The sample size was not large and one might argue that the differences between participants was large (or one might also argue that the difference between participants was small). Unfortunately, with a new metric, there is little to go on in making judgements about variability. What we were able to determine, however, was that despite the between subject variability, the difference in mean vessel size and depth statistically differed with location (a calculation based both on the mean difference as well as the variability between participants). A larger sample size or less variability between participants would not theoretically alter this, other than making it less likely that we would be rejecting the null hypothesis in error (i.e., making a type I error).

Finally, the vasculature of the corneo-scleral limbus consists of both blood and lymph vessels. Because the ranges of blood and lymph vessels diameters overlap and the fact that our study employed only morphological OCT imaging, it was not possible to distinguish between blood and lymph vasculature in from the OCT data. Because blood and lymph flow have different velocities, it may be possible to identify blood and lymph vessels in OCT images by employing a Doppler OCT protocol. The OCT instrument used in our study is capable of executing a Doppler OCT imaging protocol. However, there are several potential challenges: first, lymph is far less scattering than red blood cells in the 1060nm spectral range (the operation wavelength of OCT instrument used in our study), which means that the Doppler signal from lymph vessels will be close to the noise level. Second, lymph and blood flow velocities in vessels are dependent on the vessel size and viscosity of the flowing fluid. Blood flow in capillaries has rates similar to that of large lymph vessels, therefore identifying blood and lymph vessels based purely on frequency Doppler shift would generate unreliable data and can lead to incorrect conclusions.

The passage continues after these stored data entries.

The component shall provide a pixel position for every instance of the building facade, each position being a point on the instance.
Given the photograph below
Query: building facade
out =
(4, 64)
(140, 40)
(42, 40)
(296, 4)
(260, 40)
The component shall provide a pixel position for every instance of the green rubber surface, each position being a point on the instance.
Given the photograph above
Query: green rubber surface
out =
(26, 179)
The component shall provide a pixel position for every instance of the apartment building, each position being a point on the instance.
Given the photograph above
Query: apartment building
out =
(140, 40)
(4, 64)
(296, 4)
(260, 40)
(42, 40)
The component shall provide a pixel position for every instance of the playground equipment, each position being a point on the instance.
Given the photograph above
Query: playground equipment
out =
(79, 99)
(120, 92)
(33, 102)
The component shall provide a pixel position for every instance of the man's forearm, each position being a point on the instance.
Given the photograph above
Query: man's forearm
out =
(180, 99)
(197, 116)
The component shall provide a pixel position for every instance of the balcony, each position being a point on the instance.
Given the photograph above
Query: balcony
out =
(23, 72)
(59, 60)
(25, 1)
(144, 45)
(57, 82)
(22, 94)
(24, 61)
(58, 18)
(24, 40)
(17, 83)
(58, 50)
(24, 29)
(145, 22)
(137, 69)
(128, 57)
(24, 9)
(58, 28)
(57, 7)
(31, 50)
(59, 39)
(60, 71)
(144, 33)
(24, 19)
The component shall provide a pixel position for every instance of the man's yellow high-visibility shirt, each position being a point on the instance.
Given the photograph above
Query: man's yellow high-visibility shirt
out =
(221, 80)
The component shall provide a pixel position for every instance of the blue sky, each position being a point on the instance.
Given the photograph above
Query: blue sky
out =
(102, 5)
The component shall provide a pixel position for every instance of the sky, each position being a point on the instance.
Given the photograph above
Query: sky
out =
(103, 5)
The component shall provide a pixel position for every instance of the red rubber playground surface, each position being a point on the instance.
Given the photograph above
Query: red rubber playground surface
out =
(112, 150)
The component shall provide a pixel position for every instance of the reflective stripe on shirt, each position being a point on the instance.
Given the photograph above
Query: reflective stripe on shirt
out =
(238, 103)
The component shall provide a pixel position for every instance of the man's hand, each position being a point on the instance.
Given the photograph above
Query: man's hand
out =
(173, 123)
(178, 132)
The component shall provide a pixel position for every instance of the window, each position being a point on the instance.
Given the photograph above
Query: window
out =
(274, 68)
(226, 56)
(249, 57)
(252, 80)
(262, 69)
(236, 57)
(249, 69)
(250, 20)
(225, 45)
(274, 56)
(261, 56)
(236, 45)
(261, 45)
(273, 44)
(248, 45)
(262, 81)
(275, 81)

For these reasons, we chose to adopt the term “vasculature” throughout our manuscript without specifying blood or lymph vessels. It is evident that this limits the findings of this study to its utility in aqueous related applications such as glaucoma pathophysiology. However, in relation to the earlier mentioned applications (tracking limbal vessel changes in response to contact lens wear corneal injury or infection, and identifying and quantifying neovascularization in limbus) our technique is a valid and useful tool.

Conclusion

The results from this study primarily indicate that vessel depth and diameter within the human limbus can effectively be imaged and measured in vivo using UHR-OCT, even under the lid where details might be obscured with conventional methods (e.g., a slit lamp biomicroscope). In addition, with protocols controlling imaging procedures (e.g., optical and structural alignment) and automated measurement tools, these measurements are repeatable. There are linear associations between vessel diameter and depth in both the upper and lower limbus and together with their quantitative differences it can be suggested that the relatively hypoxic environment under the upper lid contributes to vessels in the superior limbus being relatively larger and closer to the ocular surface than those within the inferior limbus. UHR-OCT can be a useful tool in evaluating changes to the microvascular properties that may occur within the limbus after contact lens wear.

Conflicts of interest

The authors have no conflicts of interest to declare.

Acknowledgements

This work was supported by NSERC Canada (grant numbers 183965 (TS), 290565 (KB)).